Unstamped Arbitration Agreement Survives; Objection Must First Be Raised Before Arbitrator: Supreme Court
The Supreme Court on Wednesday held that non-stamping or insufficient stamping of an agreement does not invalidate it and that the arbitral tribunal must decide such objections in the first instance, discouraging High Court interference in ongoing arbitration proceedings.
A bench of Justice J.K. Maheshwari and Justice Atul S. Chandurkar held “The agreement survives non-stamping or insufficient stamping, and the defect can be cured by getting the agreement sufficiently stamped at any stage, whereupon it becomes admissible in the eyes of law. It is the arbitral tribunal that is empowered to deal with this issue in the first instance.”
The bench added, “The remedy of having the Tribunal satisfy itself on the question of stamping under Section 16, with the award remaining open to challenge at a later stage, is not inadequate.”
Dismissing an appeal filed by mine owner Tarini Prasad Mohanty against Sunflag Iron and Steel Company Limited, the Court upheld an Orissa High Court Division Bench judgment that had restored an arbitral tribunal order rejecting a stamping objection raised during arbitration proceedings.

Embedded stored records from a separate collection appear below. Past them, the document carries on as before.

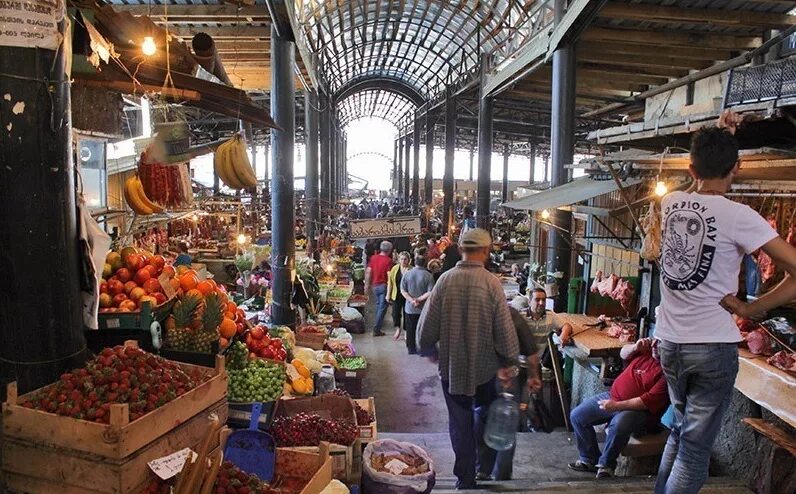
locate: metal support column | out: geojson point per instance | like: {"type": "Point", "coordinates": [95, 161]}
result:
{"type": "Point", "coordinates": [562, 132]}
{"type": "Point", "coordinates": [485, 138]}
{"type": "Point", "coordinates": [325, 140]}
{"type": "Point", "coordinates": [505, 189]}
{"type": "Point", "coordinates": [407, 169]}
{"type": "Point", "coordinates": [416, 169]}
{"type": "Point", "coordinates": [283, 239]}
{"type": "Point", "coordinates": [428, 182]}
{"type": "Point", "coordinates": [311, 180]}
{"type": "Point", "coordinates": [42, 329]}
{"type": "Point", "coordinates": [532, 147]}
{"type": "Point", "coordinates": [450, 148]}
{"type": "Point", "coordinates": [395, 166]}
{"type": "Point", "coordinates": [400, 176]}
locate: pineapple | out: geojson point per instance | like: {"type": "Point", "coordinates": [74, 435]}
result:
{"type": "Point", "coordinates": [211, 318]}
{"type": "Point", "coordinates": [184, 313]}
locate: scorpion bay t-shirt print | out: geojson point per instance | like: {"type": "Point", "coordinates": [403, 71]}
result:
{"type": "Point", "coordinates": [704, 240]}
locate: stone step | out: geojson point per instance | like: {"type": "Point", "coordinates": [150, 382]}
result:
{"type": "Point", "coordinates": [632, 485]}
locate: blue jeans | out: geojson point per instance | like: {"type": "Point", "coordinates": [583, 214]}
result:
{"type": "Point", "coordinates": [466, 419]}
{"type": "Point", "coordinates": [380, 292]}
{"type": "Point", "coordinates": [621, 425]}
{"type": "Point", "coordinates": [701, 378]}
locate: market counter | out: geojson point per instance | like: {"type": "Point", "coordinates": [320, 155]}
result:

The dispute arose out of an agreement for sale of iron ore dated February 12, 2004, executed between Mohanty and Sunflag Iron and Steel Company Limited. Supplementary agreements were subsequently entered into between the parties during their commercial relationship.
After disputes arose, the matter was referred to arbitration before a sole arbitrator. Sunflag, as claimant, made various claims against the mine owner, who in turn filed counterclaims.
During the arbitration proceedings, on February 5, 2024, the mine owner objected that the principal agreement and the supplementary agreements had been insufficiently stamped.
Its case was that the transactions were in the nature of a “conveyance”, attracting higher stamp duty, and that the arbitration could not proceed unless the agreements were first impounded and the deficit duty paid.
The sole arbitrator, by an order dated May 30, 2024, rejected the objection, holding that the agreements were merely “agreements to sell” and not conveyances or completed sales.
Mohanty then approached the Orissa High Court under Articles 226 and 227 challenging the arbitral tribunal's order and seeking directions for impounding of the agreements.
The single judge of the High Court, by a February 25, 2025 order, accepted the mine owner's challenge, finding that the agreements required proper stamping and directing that the documents be impounded.
That ruling was later set aside by the Division Bench in Sunflag's writ, which found that the High Court should not have stepped into the arbitral process while the proceedings were still underway.
Before the Supreme Court, the mine owner argued that the arbitral tribunal lacked jurisdiction to continue with the arbitration unless proper stamp duty had first been paid. It also argued that the High Court could exercise writ jurisdiction in exceptional cases where the arbitral tribunal's order was allegedly perverse.
Sunflag, on the other hand, argued that stamping objections fell within the arbitral tribunal's jurisdiction and could be challenged later after the final award.
Agreeing with Sunflag, the Supreme Court held that the single judge had exceeded writ jurisdiction by effectively entering into the merits of the dispute and reinterpreting the agreements while arbitration proceedings were still pending.
The bench held that the arbitral tribunal was competent to decide objections relating to stamping and that even an erroneous decision on merits would not amount to an inherent lack of jurisdiction justifying writ interference.
It further emphasized that the Arbitration Act contemplates minimal judicial interference during ongoing arbitral proceedings and that a rejected objection by the arbitral tribunal, including on stamping, can ordinarily be challenged after the final award.
Concluding that the Division Bench of the Orissa High Court was justified in restoring the arbitral tribunal's order, the Supreme Court dismissed the appeal while keeping open the parties' right to raise the stamping issue at the post-award stage.
For Appellant (Tarini Prasad Mohanty): Senior Advocate Shashank Garg.
For Respondent (M/s Sunflag Iron and Steel Company Limited): Senior Advocates Gopal Subramanium, N.K. Mody and Malvika Trivedi.